Six Nations Solidarity

News | Background | What you can do | Links 

Natives, residents face off again in Caledonia

Dana Borcea
Torstar News Service
Jun. 5, 2006. 03:05 AM

[SISIS note: The following mainstream news article is provided for reference only, as an example of how mainstream media treats indigenous resistance to genocide. Mainstream media often presents biased and distorted information, lacking pertinent facts and/or context. Inclusion of this article on our site should not be considered an endorsement by SISIS.]

The fragile peace in Caledonia was shattered Sunday night with events apparently being sparked off by an OPP cruiser taking a wrong turn.

Hundreds of native protesters and Caledonia residents faced off again at the site of the Argyle Street barricade taken down about two weeks ago. The street was again blocked off by human barricades.

But early today there was some confusion over whether there were actually barricades up again. While news reports originally said that a blockade had gone up across the main street, Canadian Press quoted witnesses saying it was more of standoff between area residents and Six Nations protesters.

“At this point, I know that the OPP have temporarily blocked Argyle Street just to solve a little bit of a dispute,” provincial police Sgt. Dave Rektor told CP late Sunday, declining to release further details.

However later on, an OPP spokesman said early this morning that a native barricade was up again.

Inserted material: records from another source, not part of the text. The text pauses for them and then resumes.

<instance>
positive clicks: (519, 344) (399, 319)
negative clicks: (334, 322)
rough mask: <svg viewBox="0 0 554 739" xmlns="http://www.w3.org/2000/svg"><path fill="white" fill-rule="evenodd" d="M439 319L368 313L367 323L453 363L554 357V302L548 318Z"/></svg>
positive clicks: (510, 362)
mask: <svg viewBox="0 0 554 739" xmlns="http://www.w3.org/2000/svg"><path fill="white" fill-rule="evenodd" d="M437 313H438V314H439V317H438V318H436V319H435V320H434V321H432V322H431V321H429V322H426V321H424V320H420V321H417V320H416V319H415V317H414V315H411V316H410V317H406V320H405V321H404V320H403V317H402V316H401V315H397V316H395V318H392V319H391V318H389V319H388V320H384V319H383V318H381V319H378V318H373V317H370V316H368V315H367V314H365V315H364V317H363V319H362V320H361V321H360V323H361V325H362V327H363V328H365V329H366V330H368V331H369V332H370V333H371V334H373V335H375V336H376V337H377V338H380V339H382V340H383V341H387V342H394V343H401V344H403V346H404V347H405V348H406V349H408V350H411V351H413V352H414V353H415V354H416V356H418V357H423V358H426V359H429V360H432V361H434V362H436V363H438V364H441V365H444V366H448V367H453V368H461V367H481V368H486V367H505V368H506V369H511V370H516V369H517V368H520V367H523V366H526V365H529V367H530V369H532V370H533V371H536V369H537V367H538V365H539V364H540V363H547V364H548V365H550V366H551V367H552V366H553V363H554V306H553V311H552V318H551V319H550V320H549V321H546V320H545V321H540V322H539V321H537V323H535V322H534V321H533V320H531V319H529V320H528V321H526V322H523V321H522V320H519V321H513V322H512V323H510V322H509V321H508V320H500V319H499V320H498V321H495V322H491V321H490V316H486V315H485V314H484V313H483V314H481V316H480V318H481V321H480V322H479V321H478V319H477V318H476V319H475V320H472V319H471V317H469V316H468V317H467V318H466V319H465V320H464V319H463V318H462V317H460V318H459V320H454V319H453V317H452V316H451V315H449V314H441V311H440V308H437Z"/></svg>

Caledonia residents raced from their homes to the site after word spread through town that trouble was brewing at the spot of the former checkpoint removed by natives as a goodwill gesture in the negotiations following the land claim dispute at the Douglas Street Estates.

An Ontario Provincial Police officer addressed the growing crowd, urging them to disperse to avoid further escalation. Several hundred natives were already positioned on Argyle Street a few hundred metres away.

Residents gathered there said the OPP officer told the crowd that two officers -- new to the area -- had turned onto Six Line -- an area police had agreed not to enter during this occupation.

The police cruiser was quickly surrounded by a group of natives.

The OPP officer who urged the crowd to leave had to shout to be heard over the yells of protest from the Caledonia residents who shouted things like: "Let them go first; it is their turn to go."

Jeff Hoppe, a Caledonia resident yelled to the crowd that they should disperse. Later he said: "At the end of the day, somebody has to go home. If we try to outwait them, we are going to lose."

Native spokesperson Jamie Jameson confirmed that a police cruiser had entered a no-go area.

Around midnight two flashes lit up the night sky.

Within minutes three fire trucks, sirens blaring, sped through in that direction.

There were unconfirmed reports that the flash was due to a car fire near a transformer station.

Last reports said that the natives had cleared the road but residents were still milling around.